An attempt at being a good exiting employee.

In almost exactly 11 weeks time, I will be no longer be an employee for the place that has given me the only “adult” job that I have ever had. This has been an inevitability ever since I signed my contract and tendered my letter of resignation at the beginning of December, but as it gets closer to the actual moment of ending, I find that more and more things are moving from the abstract future to the will-actually-happen-soon one. It’s a new experience, and one that is probably exaggerated given the substantial life changes that accompany it. It’s also the first time that I’ve ever had to wind down my work for an organization in any really significant way.

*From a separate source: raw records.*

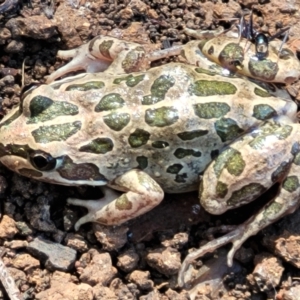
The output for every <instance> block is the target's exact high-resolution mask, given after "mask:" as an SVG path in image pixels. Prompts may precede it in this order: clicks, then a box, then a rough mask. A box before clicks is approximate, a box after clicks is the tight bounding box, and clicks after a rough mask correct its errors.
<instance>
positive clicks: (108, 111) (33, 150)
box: [0, 63, 295, 192]
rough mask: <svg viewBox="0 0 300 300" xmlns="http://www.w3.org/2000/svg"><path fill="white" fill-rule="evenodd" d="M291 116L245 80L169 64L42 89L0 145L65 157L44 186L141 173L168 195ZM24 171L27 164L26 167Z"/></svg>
mask: <svg viewBox="0 0 300 300" xmlns="http://www.w3.org/2000/svg"><path fill="white" fill-rule="evenodd" d="M294 111H295V107H294V104H293V103H292V102H289V101H284V100H280V99H278V98H275V97H272V96H270V95H269V94H268V93H267V92H266V91H265V90H263V89H262V88H260V87H258V86H256V85H254V84H253V83H251V82H248V81H244V80H243V79H239V78H226V77H222V76H219V75H214V74H207V72H203V70H201V69H200V68H196V67H191V66H187V65H183V64H178V63H173V64H168V65H165V66H161V67H157V68H153V69H150V70H148V71H147V72H144V73H132V74H130V75H119V76H116V75H113V74H111V75H110V74H106V73H102V74H83V75H78V76H75V77H72V78H68V79H66V80H61V81H58V82H55V83H53V84H51V85H48V86H41V87H39V88H38V89H36V90H34V91H32V92H31V94H29V95H27V96H26V98H25V99H24V101H23V107H22V114H21V115H20V116H19V117H18V118H17V119H16V120H14V121H12V122H7V120H6V124H8V123H10V124H9V126H7V125H6V126H2V127H1V131H0V137H1V140H4V141H5V142H4V148H5V145H7V144H9V145H11V144H12V140H13V141H15V142H14V143H15V144H18V145H24V144H25V145H27V146H28V149H31V150H30V151H38V150H41V151H43V152H47V153H49V154H50V155H51V156H52V157H55V158H58V157H59V158H62V159H61V165H60V166H59V168H58V169H56V170H53V171H47V172H43V174H42V175H41V176H40V177H41V178H40V179H41V180H45V181H50V182H56V183H60V184H70V185H74V184H83V183H85V184H91V185H102V184H106V183H107V184H108V185H109V184H110V183H111V182H112V181H113V180H114V179H115V178H116V177H117V176H119V175H121V174H123V173H124V172H126V171H128V170H130V169H134V168H139V169H142V170H144V171H145V172H147V173H148V174H149V175H150V176H152V177H153V178H154V179H155V180H156V181H157V182H158V183H159V184H160V185H161V186H162V188H163V189H164V190H165V191H166V192H185V191H189V190H194V189H197V185H198V182H199V179H198V177H199V174H201V172H203V171H204V169H205V168H206V166H207V165H208V163H209V162H210V161H211V159H212V158H214V157H215V156H216V155H218V153H219V151H220V150H221V149H222V148H223V147H224V145H225V144H228V143H229V142H230V141H232V140H234V139H235V138H237V137H238V136H240V135H241V134H243V133H244V132H246V131H248V130H249V129H250V128H252V127H253V126H256V125H258V124H259V123H261V122H262V121H264V120H266V119H268V118H271V117H273V116H276V115H284V114H294ZM9 130H10V132H8V131H9ZM12 130H14V131H15V132H16V133H17V134H18V137H17V138H16V136H15V135H14V136H13V138H12V134H11V132H12ZM6 148H7V147H6ZM4 163H5V160H4ZM21 166H22V164H21ZM70 166H72V167H70ZM25 167H26V168H29V167H30V166H28V165H26V166H25V162H24V165H23V167H22V168H23V169H24V168H25ZM31 168H32V166H31ZM70 170H72V172H71V171H70ZM87 170H88V171H87ZM17 171H18V170H17ZM89 172H90V173H89ZM84 173H85V174H84ZM88 173H89V174H88ZM83 176H84V178H85V179H84V180H83ZM87 178H88V180H87Z"/></svg>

I suppose could approach this process from a variety of stances. To listen to many of my colleagues, I should be doing as little as possible, while still maintaining a sheen of competence. I should be figuring out ways to use as many sick days as I can, and doing almost nothing to keep the department moving toward their vision of what science & technology education looks like. On some level, the suggestion is that I should stop caring.

I’ve thought about that (who wouldn’t?), but fundamentally I can’t do it. I wouldn’t feel comfortable doing my least here at the end of a career spent in a place where I’ve tried to do my best. It wouldn’t sit well, with me or with my colleagues. While I’m sure it’s fun for those who make the above suggestion to imagine that it’s what they would do in a similar situation, I think I know them all well enough to know that it’s generally not how they would approach a similar ending either. Generally speaking, good educators want to do good work and have a hard time with anything less than that.

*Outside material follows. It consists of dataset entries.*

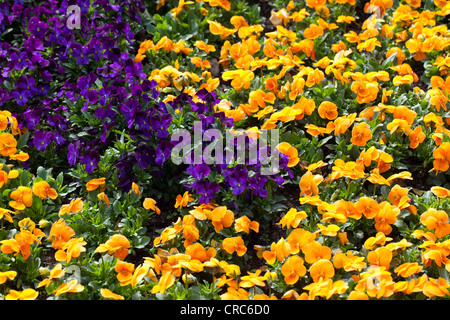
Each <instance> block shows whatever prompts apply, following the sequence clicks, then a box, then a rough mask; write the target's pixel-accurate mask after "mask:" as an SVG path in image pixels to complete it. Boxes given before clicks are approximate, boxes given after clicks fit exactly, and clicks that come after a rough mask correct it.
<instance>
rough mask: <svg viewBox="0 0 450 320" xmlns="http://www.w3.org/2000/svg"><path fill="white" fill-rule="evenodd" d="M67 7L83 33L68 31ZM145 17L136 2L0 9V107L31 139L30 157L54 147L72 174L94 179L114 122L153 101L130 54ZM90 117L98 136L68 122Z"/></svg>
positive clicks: (19, 2)
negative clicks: (77, 171)
mask: <svg viewBox="0 0 450 320" xmlns="http://www.w3.org/2000/svg"><path fill="white" fill-rule="evenodd" d="M91 2H92V3H91ZM71 5H75V6H78V8H79V9H80V12H79V13H80V16H79V17H80V19H81V21H80V29H70V28H69V27H68V23H67V22H68V21H67V20H68V14H66V13H67V8H68V7H69V6H71ZM143 11H144V7H143V1H140V0H118V1H115V3H114V4H111V3H110V1H108V0H96V1H90V0H63V1H56V0H52V1H42V2H40V1H31V2H28V3H26V4H24V3H23V1H20V0H15V1H3V2H2V3H1V4H0V32H1V33H2V34H1V36H2V42H0V67H1V70H2V72H1V74H0V84H1V85H0V106H2V108H4V109H8V110H10V111H11V112H13V114H14V116H16V117H17V119H18V120H19V124H20V128H21V129H22V128H26V129H28V130H29V131H30V133H31V136H30V139H29V140H28V145H29V146H30V147H31V150H32V149H33V147H34V148H35V149H36V150H37V151H40V152H42V151H45V150H47V148H48V147H49V145H50V144H51V143H52V142H54V148H55V150H64V151H65V152H67V159H68V163H69V164H70V165H71V166H72V165H74V164H75V163H76V162H77V161H78V160H79V161H80V162H81V163H83V164H84V165H85V166H86V171H88V172H92V171H93V170H94V169H95V168H96V166H97V162H98V161H99V152H98V151H99V147H100V146H102V145H106V144H107V143H108V141H107V138H106V137H107V131H108V130H111V129H112V128H113V127H114V126H115V124H116V123H117V119H116V117H117V116H118V115H121V114H120V113H121V112H122V111H123V110H125V109H126V106H132V105H133V104H134V103H135V102H136V101H149V100H150V97H154V96H155V95H157V92H156V90H153V92H152V89H153V88H154V84H151V83H150V82H149V81H148V80H146V77H147V76H146V74H145V73H144V72H143V71H142V65H141V64H140V63H134V61H133V60H132V58H131V54H130V53H129V52H130V51H134V48H133V38H134V35H135V33H134V32H133V30H137V29H138V28H139V25H140V22H141V21H140V13H141V12H143ZM149 93H150V95H149ZM131 97H133V99H130V98H131ZM88 109H89V112H91V111H92V112H94V115H95V117H96V118H97V119H98V120H99V121H97V124H99V126H100V127H101V129H102V130H99V128H96V127H95V126H91V127H89V126H88V127H87V128H85V127H81V126H78V128H77V126H76V124H75V123H74V121H73V115H74V114H77V113H78V114H79V115H80V113H81V114H82V112H87V111H88ZM82 116H85V114H82ZM82 116H81V117H82ZM126 116H131V118H135V117H136V118H138V119H142V118H143V117H141V116H139V115H136V116H134V115H130V114H126ZM91 120H92V119H88V124H89V122H91ZM130 121H133V120H130ZM77 129H78V131H79V132H77ZM80 132H82V137H78V136H77V133H80Z"/></svg>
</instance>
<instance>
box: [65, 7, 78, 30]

Which does not mean that the upcoming transition has not affected how I am doing my job. I am sure that the observations that I conducted after committing to my new job were affected by my new perspective. Not in a bad way, just in a way that acknowledged that conversations between me and my staff were not going to continue past this year. I have to think they were both kinder to the teacher, and more honest in my opinions. I stopped giving any thought to what my bosses would think. And I’ve certainly had less compunction about accompanying my staff on field trips, and site visits. My focus on returning to the classroom next year has led me to approach such opportunities as chances to expose my teacher self to more teaching styles and more experiences that I can draw from in my own, resumed teaching practice.

I’ve also felt a bit less burdened by those parts of this job that I have typically had the most difficulty with. I think I’m handling incoming parent concerns with a respectful directness that I might have had a hesitancy to employ in the past. I’ve felt less of a need to project sympathy in situations where I don’t feel that it is deserved or helpful to do so. I’ve also become better at putting things down when and where they should be. I don’t mean to suggest that each of these things has necessarily made me better at my job, but they have happened, and it wouldn’t be honest to pretend that they haven’t. There’s a freedom in leaving that lets me see things from a different perspective. I think it would be foolish to pass that up, as long as it isn’t causing me to become delinquent in my responsibilities.

My mentor described this part of the job as “putting the door back on the barn”. I think that’s a pretty good descriptor. This period of my work is one where I find I have less and less to do, but I still want to do it as well as I can. Lest the rats get in, or the horses get loose.